The traditional approach to treating addiction, whether through the 12 steps, rehab, therapy or a combination of techniques, revolves around abstinence. The addict is expected to abstain completely, or be a failure. Some see this as an unfair and unrealistic way to help addicts. The harm reduction approach does not force addicts to stop but does help them stay safe. It has been around for decades and used mostly with heroin addicts.
What Is Harm Reduction?
The philosophy and practice of harm reduction means helping addicts, who either can’t or won’t stop using, minimize risks. Heroin addicts have long been treated with harm reduction, likely because the drug is so addictive and stopping it is close to impossible for many people. Harm reduction for heroin addicts typically involves giving them clean needles and safe places to go when using. Another aspect of heroin harm reduction is the administration of methadone, a replacement drug, for those who want to try to stop using. These practices go against the traditional philosophy of addiction treatment, but work for many addicts.
Sex addiction is more complicated because it manifests in so different ways. Some sex addicts engage in a steady stream of one-night stands. Others use pornography for hours on end, while still others might masturbate compulsively. Harm reduction is already used to protect young people who have sex. They are not necessarily addicts, but the idea is to provide teens with sex education, contraceptives and condoms to prevent pregnancies and sexually transmitted diseases. This approach has been shown to work in reducing negative outcomes.
What Does Harm Reduction for Sex Look Like?
Sex addicts engage in activities that are not inherently dangerous or risky. Having sex is a normal part of being human, as is masturbating or being turned on by sexual images. So if sex addicts are allowed to continue to engage in these activities while being treated for addictive behaviors, can they be helped? Many experts believe they can, but what would that treatment look like?

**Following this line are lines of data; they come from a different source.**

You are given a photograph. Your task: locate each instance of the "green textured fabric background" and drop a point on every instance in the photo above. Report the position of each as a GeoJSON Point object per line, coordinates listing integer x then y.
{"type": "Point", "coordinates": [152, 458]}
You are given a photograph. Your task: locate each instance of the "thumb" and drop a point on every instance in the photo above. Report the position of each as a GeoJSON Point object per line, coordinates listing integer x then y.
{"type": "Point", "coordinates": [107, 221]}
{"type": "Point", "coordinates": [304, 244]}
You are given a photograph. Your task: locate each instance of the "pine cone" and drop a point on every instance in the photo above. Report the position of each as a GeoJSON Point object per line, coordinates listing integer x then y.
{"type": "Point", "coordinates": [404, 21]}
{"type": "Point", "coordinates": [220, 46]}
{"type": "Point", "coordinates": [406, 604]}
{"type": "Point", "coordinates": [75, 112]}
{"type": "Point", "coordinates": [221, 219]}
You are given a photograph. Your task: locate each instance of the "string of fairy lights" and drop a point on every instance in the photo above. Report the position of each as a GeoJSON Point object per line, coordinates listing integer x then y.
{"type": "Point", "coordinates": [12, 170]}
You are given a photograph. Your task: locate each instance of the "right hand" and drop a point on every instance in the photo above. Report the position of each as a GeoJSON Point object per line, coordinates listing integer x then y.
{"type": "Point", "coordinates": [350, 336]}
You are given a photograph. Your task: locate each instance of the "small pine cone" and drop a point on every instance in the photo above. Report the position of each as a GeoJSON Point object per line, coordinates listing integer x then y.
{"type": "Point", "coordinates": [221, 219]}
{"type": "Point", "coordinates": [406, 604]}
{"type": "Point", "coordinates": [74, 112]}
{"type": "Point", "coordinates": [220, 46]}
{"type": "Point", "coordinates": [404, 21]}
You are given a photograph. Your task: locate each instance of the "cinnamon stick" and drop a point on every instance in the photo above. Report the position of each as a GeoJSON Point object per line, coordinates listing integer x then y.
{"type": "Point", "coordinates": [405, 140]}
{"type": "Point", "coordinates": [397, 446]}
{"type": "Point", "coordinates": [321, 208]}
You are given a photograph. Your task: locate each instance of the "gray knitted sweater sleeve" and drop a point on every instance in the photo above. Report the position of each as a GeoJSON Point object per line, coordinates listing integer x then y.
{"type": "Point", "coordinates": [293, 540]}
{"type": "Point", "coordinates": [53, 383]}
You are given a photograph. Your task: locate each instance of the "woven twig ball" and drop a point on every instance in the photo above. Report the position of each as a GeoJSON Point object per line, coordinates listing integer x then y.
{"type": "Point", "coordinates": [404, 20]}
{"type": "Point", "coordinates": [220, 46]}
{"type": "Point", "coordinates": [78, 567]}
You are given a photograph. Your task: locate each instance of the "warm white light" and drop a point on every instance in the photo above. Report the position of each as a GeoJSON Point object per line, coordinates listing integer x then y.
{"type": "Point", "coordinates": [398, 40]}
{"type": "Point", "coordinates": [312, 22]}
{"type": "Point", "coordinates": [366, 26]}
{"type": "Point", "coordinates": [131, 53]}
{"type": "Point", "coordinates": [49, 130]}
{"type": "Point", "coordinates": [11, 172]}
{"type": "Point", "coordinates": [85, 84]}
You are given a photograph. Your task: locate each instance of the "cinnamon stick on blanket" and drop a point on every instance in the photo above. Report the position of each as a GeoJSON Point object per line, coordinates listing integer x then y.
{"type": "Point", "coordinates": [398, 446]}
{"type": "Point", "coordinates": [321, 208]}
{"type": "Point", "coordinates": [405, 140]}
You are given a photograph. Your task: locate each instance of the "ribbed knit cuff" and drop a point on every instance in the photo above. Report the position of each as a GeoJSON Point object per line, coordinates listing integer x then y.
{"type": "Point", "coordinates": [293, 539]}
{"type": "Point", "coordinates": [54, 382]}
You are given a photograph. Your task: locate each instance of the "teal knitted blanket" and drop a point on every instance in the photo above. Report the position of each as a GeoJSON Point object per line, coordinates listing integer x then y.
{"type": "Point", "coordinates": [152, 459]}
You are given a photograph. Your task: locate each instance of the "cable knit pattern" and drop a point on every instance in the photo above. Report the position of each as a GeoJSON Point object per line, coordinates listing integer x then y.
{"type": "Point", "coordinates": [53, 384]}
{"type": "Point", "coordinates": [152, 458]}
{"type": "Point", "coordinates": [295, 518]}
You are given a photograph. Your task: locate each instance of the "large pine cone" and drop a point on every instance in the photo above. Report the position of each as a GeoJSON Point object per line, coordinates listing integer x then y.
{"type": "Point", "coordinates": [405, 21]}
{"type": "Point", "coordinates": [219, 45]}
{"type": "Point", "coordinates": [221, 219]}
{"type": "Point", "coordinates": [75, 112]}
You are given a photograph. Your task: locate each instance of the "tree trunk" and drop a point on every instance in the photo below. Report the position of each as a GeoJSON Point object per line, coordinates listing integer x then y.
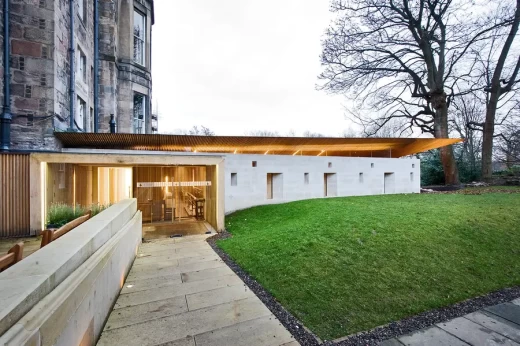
{"type": "Point", "coordinates": [449, 165]}
{"type": "Point", "coordinates": [487, 138]}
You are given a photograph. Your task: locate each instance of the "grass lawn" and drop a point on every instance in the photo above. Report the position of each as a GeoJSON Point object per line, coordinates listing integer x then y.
{"type": "Point", "coordinates": [343, 265]}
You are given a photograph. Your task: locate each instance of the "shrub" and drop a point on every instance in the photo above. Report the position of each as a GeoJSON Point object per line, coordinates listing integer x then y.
{"type": "Point", "coordinates": [60, 214]}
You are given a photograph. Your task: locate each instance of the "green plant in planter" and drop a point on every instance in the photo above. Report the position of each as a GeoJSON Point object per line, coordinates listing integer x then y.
{"type": "Point", "coordinates": [60, 213]}
{"type": "Point", "coordinates": [98, 208]}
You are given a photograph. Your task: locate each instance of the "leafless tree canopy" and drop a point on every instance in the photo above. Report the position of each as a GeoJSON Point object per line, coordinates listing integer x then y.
{"type": "Point", "coordinates": [406, 60]}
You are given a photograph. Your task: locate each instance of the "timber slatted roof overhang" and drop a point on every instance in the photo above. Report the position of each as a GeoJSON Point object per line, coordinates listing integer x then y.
{"type": "Point", "coordinates": [310, 146]}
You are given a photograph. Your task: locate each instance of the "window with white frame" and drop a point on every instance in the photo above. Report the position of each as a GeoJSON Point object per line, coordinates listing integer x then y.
{"type": "Point", "coordinates": [82, 9]}
{"type": "Point", "coordinates": [139, 113]}
{"type": "Point", "coordinates": [82, 66]}
{"type": "Point", "coordinates": [82, 113]}
{"type": "Point", "coordinates": [139, 37]}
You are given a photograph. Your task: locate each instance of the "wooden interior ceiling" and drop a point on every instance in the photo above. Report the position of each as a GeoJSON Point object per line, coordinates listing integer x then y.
{"type": "Point", "coordinates": [307, 146]}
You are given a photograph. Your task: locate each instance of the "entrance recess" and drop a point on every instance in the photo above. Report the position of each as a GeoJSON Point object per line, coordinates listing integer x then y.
{"type": "Point", "coordinates": [171, 194]}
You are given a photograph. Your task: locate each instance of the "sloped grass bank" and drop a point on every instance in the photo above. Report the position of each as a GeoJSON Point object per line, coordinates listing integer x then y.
{"type": "Point", "coordinates": [345, 265]}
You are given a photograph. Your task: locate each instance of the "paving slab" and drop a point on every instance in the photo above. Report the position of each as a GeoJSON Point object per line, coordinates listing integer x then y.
{"type": "Point", "coordinates": [180, 326]}
{"type": "Point", "coordinates": [197, 259]}
{"type": "Point", "coordinates": [218, 296]}
{"type": "Point", "coordinates": [157, 265]}
{"type": "Point", "coordinates": [474, 334]}
{"type": "Point", "coordinates": [189, 341]}
{"type": "Point", "coordinates": [146, 259]}
{"type": "Point", "coordinates": [391, 342]}
{"type": "Point", "coordinates": [151, 283]}
{"type": "Point", "coordinates": [432, 336]}
{"type": "Point", "coordinates": [264, 331]}
{"type": "Point", "coordinates": [182, 289]}
{"type": "Point", "coordinates": [508, 311]}
{"type": "Point", "coordinates": [206, 274]}
{"type": "Point", "coordinates": [496, 324]}
{"type": "Point", "coordinates": [138, 274]}
{"type": "Point", "coordinates": [181, 293]}
{"type": "Point", "coordinates": [146, 312]}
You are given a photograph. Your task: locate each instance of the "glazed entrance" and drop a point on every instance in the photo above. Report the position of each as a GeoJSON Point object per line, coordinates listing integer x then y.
{"type": "Point", "coordinates": [175, 200]}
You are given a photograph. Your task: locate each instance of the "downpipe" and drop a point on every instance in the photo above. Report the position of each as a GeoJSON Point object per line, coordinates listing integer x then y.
{"type": "Point", "coordinates": [96, 66]}
{"type": "Point", "coordinates": [6, 116]}
{"type": "Point", "coordinates": [72, 90]}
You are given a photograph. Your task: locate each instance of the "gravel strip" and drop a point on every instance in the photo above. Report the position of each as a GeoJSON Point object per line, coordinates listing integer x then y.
{"type": "Point", "coordinates": [376, 335]}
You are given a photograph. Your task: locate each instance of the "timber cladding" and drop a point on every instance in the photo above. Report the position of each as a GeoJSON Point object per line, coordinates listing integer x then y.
{"type": "Point", "coordinates": [14, 195]}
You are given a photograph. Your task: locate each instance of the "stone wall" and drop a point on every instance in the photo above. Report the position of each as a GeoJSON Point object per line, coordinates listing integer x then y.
{"type": "Point", "coordinates": [32, 50]}
{"type": "Point", "coordinates": [40, 69]}
{"type": "Point", "coordinates": [65, 299]}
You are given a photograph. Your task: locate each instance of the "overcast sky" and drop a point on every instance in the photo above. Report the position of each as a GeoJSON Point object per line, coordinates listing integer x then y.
{"type": "Point", "coordinates": [236, 66]}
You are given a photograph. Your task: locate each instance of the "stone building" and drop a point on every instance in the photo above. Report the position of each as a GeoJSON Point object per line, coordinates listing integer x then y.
{"type": "Point", "coordinates": [40, 68]}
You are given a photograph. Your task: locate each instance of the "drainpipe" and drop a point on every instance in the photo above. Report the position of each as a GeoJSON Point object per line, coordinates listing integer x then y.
{"type": "Point", "coordinates": [96, 65]}
{"type": "Point", "coordinates": [112, 124]}
{"type": "Point", "coordinates": [6, 116]}
{"type": "Point", "coordinates": [72, 91]}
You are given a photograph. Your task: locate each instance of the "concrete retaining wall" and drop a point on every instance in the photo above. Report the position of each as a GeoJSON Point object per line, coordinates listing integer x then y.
{"type": "Point", "coordinates": [63, 293]}
{"type": "Point", "coordinates": [344, 179]}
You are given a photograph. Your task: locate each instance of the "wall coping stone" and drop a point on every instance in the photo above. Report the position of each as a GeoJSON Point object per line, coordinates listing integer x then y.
{"type": "Point", "coordinates": [30, 280]}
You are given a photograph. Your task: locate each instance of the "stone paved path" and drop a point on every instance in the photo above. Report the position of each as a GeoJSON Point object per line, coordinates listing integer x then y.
{"type": "Point", "coordinates": [495, 325]}
{"type": "Point", "coordinates": [180, 293]}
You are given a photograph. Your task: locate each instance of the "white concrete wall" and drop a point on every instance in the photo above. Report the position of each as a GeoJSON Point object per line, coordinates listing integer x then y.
{"type": "Point", "coordinates": [74, 310]}
{"type": "Point", "coordinates": [251, 189]}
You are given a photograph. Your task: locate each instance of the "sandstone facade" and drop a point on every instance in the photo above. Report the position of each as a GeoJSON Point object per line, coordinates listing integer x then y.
{"type": "Point", "coordinates": [40, 68]}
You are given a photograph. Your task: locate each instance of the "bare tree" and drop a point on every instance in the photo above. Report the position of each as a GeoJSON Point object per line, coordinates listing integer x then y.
{"type": "Point", "coordinates": [468, 109]}
{"type": "Point", "coordinates": [404, 59]}
{"type": "Point", "coordinates": [508, 146]}
{"type": "Point", "coordinates": [502, 81]}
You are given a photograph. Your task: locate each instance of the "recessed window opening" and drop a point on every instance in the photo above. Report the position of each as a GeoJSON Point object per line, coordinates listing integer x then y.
{"type": "Point", "coordinates": [139, 38]}
{"type": "Point", "coordinates": [139, 113]}
{"type": "Point", "coordinates": [274, 185]}
{"type": "Point", "coordinates": [330, 185]}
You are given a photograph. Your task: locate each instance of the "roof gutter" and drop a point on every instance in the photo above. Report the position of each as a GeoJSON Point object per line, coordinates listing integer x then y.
{"type": "Point", "coordinates": [6, 116]}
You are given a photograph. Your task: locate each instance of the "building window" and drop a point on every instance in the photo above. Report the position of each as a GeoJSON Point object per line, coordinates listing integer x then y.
{"type": "Point", "coordinates": [61, 176]}
{"type": "Point", "coordinates": [82, 66]}
{"type": "Point", "coordinates": [274, 185]}
{"type": "Point", "coordinates": [139, 113]}
{"type": "Point", "coordinates": [91, 129]}
{"type": "Point", "coordinates": [82, 113]}
{"type": "Point", "coordinates": [139, 38]}
{"type": "Point", "coordinates": [82, 9]}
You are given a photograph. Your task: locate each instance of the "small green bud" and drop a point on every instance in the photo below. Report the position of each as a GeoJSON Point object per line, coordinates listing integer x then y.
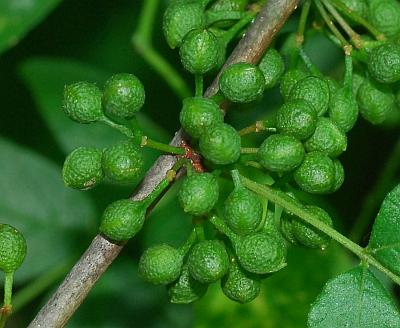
{"type": "Point", "coordinates": [242, 83]}
{"type": "Point", "coordinates": [82, 168]}
{"type": "Point", "coordinates": [82, 102]}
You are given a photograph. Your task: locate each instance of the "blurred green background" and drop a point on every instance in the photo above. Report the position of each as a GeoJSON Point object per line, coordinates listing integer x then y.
{"type": "Point", "coordinates": [45, 44]}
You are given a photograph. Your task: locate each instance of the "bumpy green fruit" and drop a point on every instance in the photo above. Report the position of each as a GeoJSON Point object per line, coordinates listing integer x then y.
{"type": "Point", "coordinates": [376, 101]}
{"type": "Point", "coordinates": [343, 109]}
{"type": "Point", "coordinates": [384, 63]}
{"type": "Point", "coordinates": [281, 153]}
{"type": "Point", "coordinates": [220, 144]}
{"type": "Point", "coordinates": [296, 118]}
{"type": "Point", "coordinates": [239, 285]}
{"type": "Point", "coordinates": [242, 83]}
{"type": "Point", "coordinates": [123, 219]}
{"type": "Point", "coordinates": [208, 261]}
{"type": "Point", "coordinates": [243, 211]}
{"type": "Point", "coordinates": [316, 174]}
{"type": "Point", "coordinates": [327, 139]}
{"type": "Point", "coordinates": [314, 90]}
{"type": "Point", "coordinates": [160, 264]}
{"type": "Point", "coordinates": [272, 66]}
{"type": "Point", "coordinates": [12, 248]}
{"type": "Point", "coordinates": [82, 168]}
{"type": "Point", "coordinates": [181, 18]}
{"type": "Point", "coordinates": [123, 162]}
{"type": "Point", "coordinates": [308, 235]}
{"type": "Point", "coordinates": [199, 193]}
{"type": "Point", "coordinates": [261, 252]}
{"type": "Point", "coordinates": [123, 95]}
{"type": "Point", "coordinates": [82, 102]}
{"type": "Point", "coordinates": [198, 114]}
{"type": "Point", "coordinates": [186, 289]}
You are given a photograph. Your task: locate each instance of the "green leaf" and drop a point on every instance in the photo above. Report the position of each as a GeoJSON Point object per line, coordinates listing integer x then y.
{"type": "Point", "coordinates": [18, 17]}
{"type": "Point", "coordinates": [34, 200]}
{"type": "Point", "coordinates": [354, 299]}
{"type": "Point", "coordinates": [384, 243]}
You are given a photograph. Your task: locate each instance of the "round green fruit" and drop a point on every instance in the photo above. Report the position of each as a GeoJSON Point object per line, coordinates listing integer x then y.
{"type": "Point", "coordinates": [242, 83]}
{"type": "Point", "coordinates": [12, 248]}
{"type": "Point", "coordinates": [82, 168]}
{"type": "Point", "coordinates": [82, 102]}
{"type": "Point", "coordinates": [160, 264]}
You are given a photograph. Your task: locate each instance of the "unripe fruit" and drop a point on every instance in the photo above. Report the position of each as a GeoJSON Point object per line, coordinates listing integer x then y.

One technique is to help addicts track their behaviors. The addict keeps a record of how often she uses pornography for instance. She records the time, what she did, how she feels and what she might have been doing otherwise. Instead of asking her to give up the pornography, she becomes more aware of her activities and how they impact her. Other harm reduction techniques for sex addiction could include providing condoms for someone who has one-night stands or uses prostitutes, or assigning certain times of the day to be devoted to pornography or masturbation.
Many experts working with sex addicts believe that this approach of harm reduction can help, but it has to be combined with therapy that guides the addict toward an understanding of her motivations. It isn’t practical, or even necessary, to require that someone live forever without sex or sexual behaviors. To expect that of an addict isn’t realistic. A combination of harm reduction, quality therapy and support can help a sex addict come to terms with her issues and have a satisfying and healthy sex life.